Note that the present invention is not limited to the embodiments described above. That is, in the embodiment, the gasket 32 is interposed between the joint surfaces of the cover 30 and the fixing element 18 to maintain the airtightness of the joint, but the gasket can be omitted by mirror-finishing both joint surfaces. You may also do so. In addition, in the embodiment, a panful plate 3 is provided in the high pressure chamber
3 are arranged horizontally so that the baffle plate 33 can perform the medical function as a gas-liquid separator, but the gas-liquid separator is not limited to such a configuration.

Furthermore, in the embodiment, the scroll-type pressure mechanism is placed above and the motor is placed below, but the present invention is not limited to this, and the motor is installed with its axial center line horizontal. Of course, it can also be applied to things that are done.

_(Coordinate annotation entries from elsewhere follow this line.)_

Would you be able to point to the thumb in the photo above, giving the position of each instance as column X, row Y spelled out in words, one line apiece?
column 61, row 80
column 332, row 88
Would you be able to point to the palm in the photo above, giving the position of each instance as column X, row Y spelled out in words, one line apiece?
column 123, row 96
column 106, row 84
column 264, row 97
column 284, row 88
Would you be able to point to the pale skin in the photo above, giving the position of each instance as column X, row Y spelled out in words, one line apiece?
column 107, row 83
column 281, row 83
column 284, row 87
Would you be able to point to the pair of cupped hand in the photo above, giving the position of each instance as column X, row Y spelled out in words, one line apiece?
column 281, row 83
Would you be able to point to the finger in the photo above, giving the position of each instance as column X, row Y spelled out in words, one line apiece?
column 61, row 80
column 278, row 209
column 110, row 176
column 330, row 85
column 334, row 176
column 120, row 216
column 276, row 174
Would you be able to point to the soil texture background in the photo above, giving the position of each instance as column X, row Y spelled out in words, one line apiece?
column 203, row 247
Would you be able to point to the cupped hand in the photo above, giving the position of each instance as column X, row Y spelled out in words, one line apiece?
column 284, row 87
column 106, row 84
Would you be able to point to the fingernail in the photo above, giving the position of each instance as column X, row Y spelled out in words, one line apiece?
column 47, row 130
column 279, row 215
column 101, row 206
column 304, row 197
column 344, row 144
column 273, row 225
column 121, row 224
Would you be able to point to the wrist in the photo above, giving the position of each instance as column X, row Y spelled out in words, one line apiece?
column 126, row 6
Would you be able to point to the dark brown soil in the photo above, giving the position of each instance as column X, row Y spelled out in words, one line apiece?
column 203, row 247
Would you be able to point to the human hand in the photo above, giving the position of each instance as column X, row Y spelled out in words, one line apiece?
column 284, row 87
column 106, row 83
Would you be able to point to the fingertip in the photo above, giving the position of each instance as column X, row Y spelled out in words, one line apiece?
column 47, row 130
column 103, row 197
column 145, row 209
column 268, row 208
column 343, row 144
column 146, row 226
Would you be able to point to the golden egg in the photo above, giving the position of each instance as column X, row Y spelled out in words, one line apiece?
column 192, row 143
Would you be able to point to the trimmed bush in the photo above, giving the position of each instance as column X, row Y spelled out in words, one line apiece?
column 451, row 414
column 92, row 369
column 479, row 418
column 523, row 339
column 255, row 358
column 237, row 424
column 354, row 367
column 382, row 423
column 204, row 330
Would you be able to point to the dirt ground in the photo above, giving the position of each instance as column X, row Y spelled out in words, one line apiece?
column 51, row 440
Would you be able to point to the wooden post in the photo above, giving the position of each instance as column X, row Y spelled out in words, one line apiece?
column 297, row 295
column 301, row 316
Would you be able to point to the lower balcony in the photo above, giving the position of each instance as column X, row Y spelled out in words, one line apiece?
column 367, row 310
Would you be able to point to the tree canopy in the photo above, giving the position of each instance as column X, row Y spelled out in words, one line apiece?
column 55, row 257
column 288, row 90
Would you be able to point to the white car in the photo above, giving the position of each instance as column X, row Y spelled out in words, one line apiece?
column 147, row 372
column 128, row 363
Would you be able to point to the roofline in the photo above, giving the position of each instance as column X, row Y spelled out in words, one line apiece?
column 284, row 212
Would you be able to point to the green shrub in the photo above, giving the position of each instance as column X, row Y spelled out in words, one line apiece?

[Brief explanation of drawings]

FIG. 1 is a vertical sectional view of a scroll type compression device according to an embodiment of the present invention, FIG. 2(a) is a bottom view of a fixing element in the same device, and FIG. Figure 3 is a cross-sectional view of the installation condition taken along line A and viewed in the direction of the arrow.
a) is a top view of the movable elements in the device;
) is a sectional view taken along line B-B in (a>), Figure 4 is a partially cutaway exploded perspective view showing only the upper part of the frame of the same device, and Figure 5 is a main part of the Oldham mechanism in the same device. A plan view, FIG. 6 is a diagram for explaining the shape of the keyway of the Oldham mechanism, FIG. 7(a) is a top view of the thrust force reduction structure incorporated in the same device, and FIG. A view taken along line C-C in (a), and (C) is a diagram for explaining the shape of a seal ring incorporated in the mechanism. 11... Airtight case, 14... Frame, 15...
・Scroll type compression binding mechanism, 16...Motor, 17...
・Status lubricant, 18...Fixed element, 19...Movable element,
22.27...Scroll blade, 23...Discharge port, 3
o...Cover for high pressure seedling formation, 32...Gasket, 36...Discharge pipe, 4o...Oldham Isogaku, 51...
... Bearing hole, 70 ... Rotating shaft, 73 ... Secondary bearing, 9
0... Hole for centrifugal pump, 100... Rotor, 10
1... Stator, 111... Suction pipe, X... High pressure chamber, Y... Low pressure seedling. Applicant's agent Patent attorney Takehiko Suzue @4 Figure 5 Figure 61ZI Figure 7 (a)

Claims (3)

[Claims] (1) A sealed case containing lubricating oil at the bottom, a frame provided to partition the inside of the sealed case into a first and a second chamber, and a frame that is connected to each other in the axial direction to create a space between them. It is composed of a fixed element and a movable element each having a shape constituting a compression chamber and each having scroll blades that engage with each other within the compression chamber, and the fixed element and the frame are arranged in the first chamber. a scroll-type compression mechanism in which the movable element is positioned between, and the fixed element is fixed to the frame; a motor provided in the second chamber; and the movable element powered by the motor. Scroll-type compression means for performing gas compression by making a whirling motion without rotation, and the high-pressure gas compressed in the compression chamber is discharged from a gas discharge port provided in the fixed element. In the apparatus, the first chamber is airtightly fixed to the outer surface of the fixing element, and together with the outer surface, a high-pressure chamber is formed that statically pressures the gas discharged from the discharge port and sends it out of the sealed case. A scroll type compression device characterized by being provided with a cover for forming a high pressure chamber. (2) The scroll type compression device according to claim 1, wherein a gasket is inserted between a joint surface where the high pressure chamber forming cover and the outer surface of the fixing element join. (3) The scroll-type compression device according to claim 1, wherein the joint surfaces of the high-pressure chamber forming cover and the fixing element are mirror-finished.